At its Nov. 23 meeting next week, the Financial Stability Oversight Council is set to discuss the on-going foreclosure mess and whether it presents a systemic risk to the financial system, according to a Treasury Department official.
Also on the agenda, said one source, is the issue of mortgage servicing rights and whether a bank amassing too much of them might lead to systemic risk concerns.
The Nov. 23 meeting will be the second meeting of the FSOC, which was created by the Dodd-Frank Act. The interagency council chaired by Treasury secretary Timothy Geithner, is supposed to monitor financial institutions and guard against systemic risk.
Treasury general counsel George Madison said the foreclosure mess will be discussed at next Tuesday's meeting.
He noted that the federal banking agencies, state attorneys general and an interagency financial fraud task force are examining servicers and investigating foreclosure problems.
"To this point, none of that group has identified a systemic problem with foreclosures," Madison said at a Women in Housing and Finance luncheon Thursday.
However, a congressional panel that oversees the Troubled Asset Recovery Program issued a report that indicates foreclosure issues could be more complicated if the robo-signings of affidavits are a cover-up for the fact that loans servicers cannot demonstrate they can legally conduct a foreclosure.
The panel also raised concerns that the rapid growth of mortgage securitization outpaced the ability of the legal and financial system to track loan ownership.
In addition, investors in private-label MBS are demanding that the issuers buy back the loans. "Treasury should explain why it sees no danger," the oversight panel says in its report issued earlier in the week.
Senate Banking Committee chairman Christopher Dodd, D-Conn., also has called on the FSOC to review the foreclosure issue.

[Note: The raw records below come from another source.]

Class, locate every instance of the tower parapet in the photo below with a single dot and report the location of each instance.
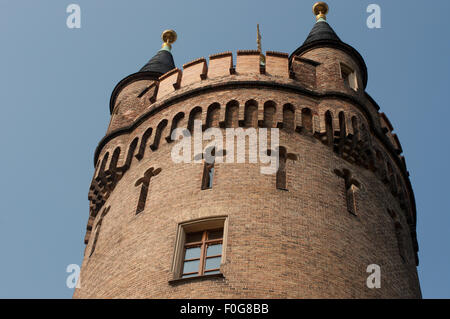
(342, 201)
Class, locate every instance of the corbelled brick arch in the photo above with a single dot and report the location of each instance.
(309, 230)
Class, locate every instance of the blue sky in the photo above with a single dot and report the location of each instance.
(56, 83)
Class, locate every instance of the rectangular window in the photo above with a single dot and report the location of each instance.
(199, 249)
(202, 253)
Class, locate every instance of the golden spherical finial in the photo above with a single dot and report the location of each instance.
(168, 37)
(320, 9)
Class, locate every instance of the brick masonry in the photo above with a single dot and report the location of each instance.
(299, 243)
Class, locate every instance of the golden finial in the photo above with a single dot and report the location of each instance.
(320, 9)
(262, 59)
(168, 37)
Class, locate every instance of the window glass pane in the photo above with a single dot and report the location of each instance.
(215, 234)
(191, 266)
(212, 272)
(214, 250)
(212, 263)
(192, 253)
(193, 237)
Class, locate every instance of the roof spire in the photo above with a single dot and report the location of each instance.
(262, 59)
(162, 61)
(168, 37)
(320, 9)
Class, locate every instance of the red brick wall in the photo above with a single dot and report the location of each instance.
(300, 243)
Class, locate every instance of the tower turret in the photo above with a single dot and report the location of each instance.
(339, 202)
(128, 97)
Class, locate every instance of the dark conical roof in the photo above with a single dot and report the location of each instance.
(321, 31)
(322, 35)
(161, 63)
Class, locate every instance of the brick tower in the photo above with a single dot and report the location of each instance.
(340, 201)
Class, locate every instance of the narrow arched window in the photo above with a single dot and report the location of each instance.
(307, 120)
(342, 125)
(269, 114)
(195, 115)
(212, 115)
(281, 173)
(251, 114)
(208, 173)
(231, 114)
(159, 134)
(288, 118)
(329, 127)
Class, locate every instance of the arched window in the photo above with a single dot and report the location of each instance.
(159, 133)
(231, 114)
(208, 172)
(212, 115)
(307, 120)
(196, 114)
(329, 127)
(176, 122)
(342, 124)
(145, 137)
(269, 114)
(251, 114)
(288, 118)
(281, 173)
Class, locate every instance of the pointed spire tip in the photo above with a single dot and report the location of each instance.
(168, 37)
(320, 9)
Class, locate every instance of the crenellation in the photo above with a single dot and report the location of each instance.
(220, 64)
(248, 62)
(277, 64)
(194, 71)
(169, 83)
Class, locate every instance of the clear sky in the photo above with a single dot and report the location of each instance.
(55, 85)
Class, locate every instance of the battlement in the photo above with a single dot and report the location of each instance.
(220, 65)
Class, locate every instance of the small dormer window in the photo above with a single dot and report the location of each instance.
(349, 77)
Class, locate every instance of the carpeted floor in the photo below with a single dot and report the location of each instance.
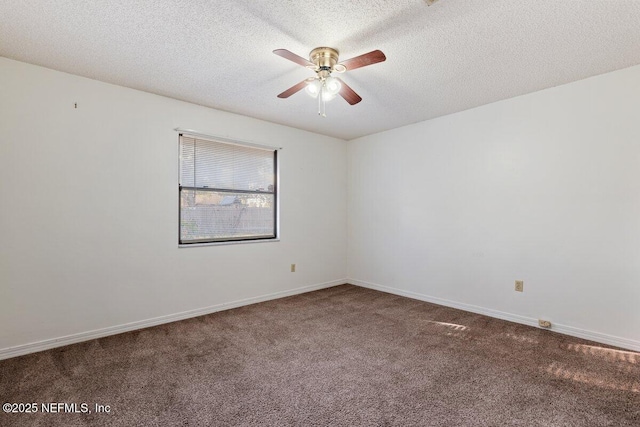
(344, 356)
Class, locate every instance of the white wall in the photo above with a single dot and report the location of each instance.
(544, 188)
(90, 212)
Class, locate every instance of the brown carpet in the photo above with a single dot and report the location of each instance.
(344, 356)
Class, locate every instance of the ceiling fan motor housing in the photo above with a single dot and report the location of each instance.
(325, 58)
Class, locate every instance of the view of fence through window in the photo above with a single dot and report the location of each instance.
(227, 191)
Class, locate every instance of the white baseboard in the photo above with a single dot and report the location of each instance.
(563, 329)
(34, 347)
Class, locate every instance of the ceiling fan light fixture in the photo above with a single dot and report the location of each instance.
(332, 86)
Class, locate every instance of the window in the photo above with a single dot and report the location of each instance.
(227, 191)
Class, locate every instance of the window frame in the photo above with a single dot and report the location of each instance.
(275, 192)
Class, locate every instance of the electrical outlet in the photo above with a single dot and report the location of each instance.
(519, 285)
(544, 323)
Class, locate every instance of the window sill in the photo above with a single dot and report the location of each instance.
(230, 242)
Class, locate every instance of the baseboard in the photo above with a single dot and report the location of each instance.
(563, 329)
(34, 347)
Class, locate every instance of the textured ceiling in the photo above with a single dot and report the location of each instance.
(454, 55)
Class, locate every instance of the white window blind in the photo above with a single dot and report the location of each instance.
(227, 191)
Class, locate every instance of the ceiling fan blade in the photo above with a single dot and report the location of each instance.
(293, 89)
(293, 57)
(348, 94)
(372, 57)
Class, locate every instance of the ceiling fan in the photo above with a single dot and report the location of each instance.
(324, 61)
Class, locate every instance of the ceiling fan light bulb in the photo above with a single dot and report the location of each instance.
(313, 88)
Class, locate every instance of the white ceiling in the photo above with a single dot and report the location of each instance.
(454, 55)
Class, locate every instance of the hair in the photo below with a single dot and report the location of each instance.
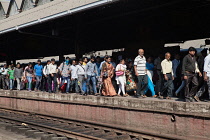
(191, 49)
(92, 57)
(84, 58)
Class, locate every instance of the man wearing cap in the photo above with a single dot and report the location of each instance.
(38, 68)
(46, 77)
(53, 70)
(65, 73)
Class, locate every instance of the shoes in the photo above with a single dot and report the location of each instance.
(196, 98)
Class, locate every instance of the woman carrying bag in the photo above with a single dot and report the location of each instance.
(120, 77)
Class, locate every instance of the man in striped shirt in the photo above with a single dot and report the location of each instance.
(141, 73)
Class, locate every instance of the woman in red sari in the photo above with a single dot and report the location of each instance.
(107, 72)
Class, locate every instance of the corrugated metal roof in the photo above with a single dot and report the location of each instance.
(41, 11)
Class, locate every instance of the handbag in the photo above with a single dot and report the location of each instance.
(119, 73)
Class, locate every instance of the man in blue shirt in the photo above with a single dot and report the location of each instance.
(38, 68)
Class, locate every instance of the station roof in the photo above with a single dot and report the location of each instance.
(53, 8)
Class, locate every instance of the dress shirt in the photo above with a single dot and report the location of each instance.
(81, 69)
(167, 66)
(175, 63)
(74, 70)
(5, 71)
(207, 65)
(157, 63)
(91, 69)
(52, 68)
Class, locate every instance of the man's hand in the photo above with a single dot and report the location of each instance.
(200, 74)
(206, 78)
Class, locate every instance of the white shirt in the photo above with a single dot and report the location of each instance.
(74, 70)
(53, 68)
(207, 65)
(5, 71)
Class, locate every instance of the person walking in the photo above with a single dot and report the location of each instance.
(120, 77)
(46, 77)
(53, 70)
(107, 72)
(91, 72)
(38, 70)
(4, 77)
(141, 73)
(29, 74)
(167, 70)
(65, 71)
(81, 76)
(188, 70)
(18, 75)
(11, 77)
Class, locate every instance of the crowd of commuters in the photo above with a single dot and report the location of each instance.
(187, 78)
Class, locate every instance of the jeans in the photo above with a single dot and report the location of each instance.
(54, 79)
(11, 83)
(38, 82)
(75, 82)
(159, 83)
(18, 83)
(29, 82)
(68, 82)
(93, 79)
(191, 77)
(142, 84)
(81, 79)
(168, 85)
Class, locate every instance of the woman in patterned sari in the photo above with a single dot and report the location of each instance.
(107, 72)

At a committee hearing on Tuesday, a Georgetown University associate law professor warned there could be "profound implications" for investors and issuers if the mortgages were not properly transferred to the securitization trusts.
"In the worst case scenario, there is systemic risk, as there could be a complete failure of loan transfers in private-label securitization deals in recent years, resulting in a trillion dollars of rescissions claims against major financial institutions. This would trigger a wholesale financial crisis," associate professor Adam Levin testified.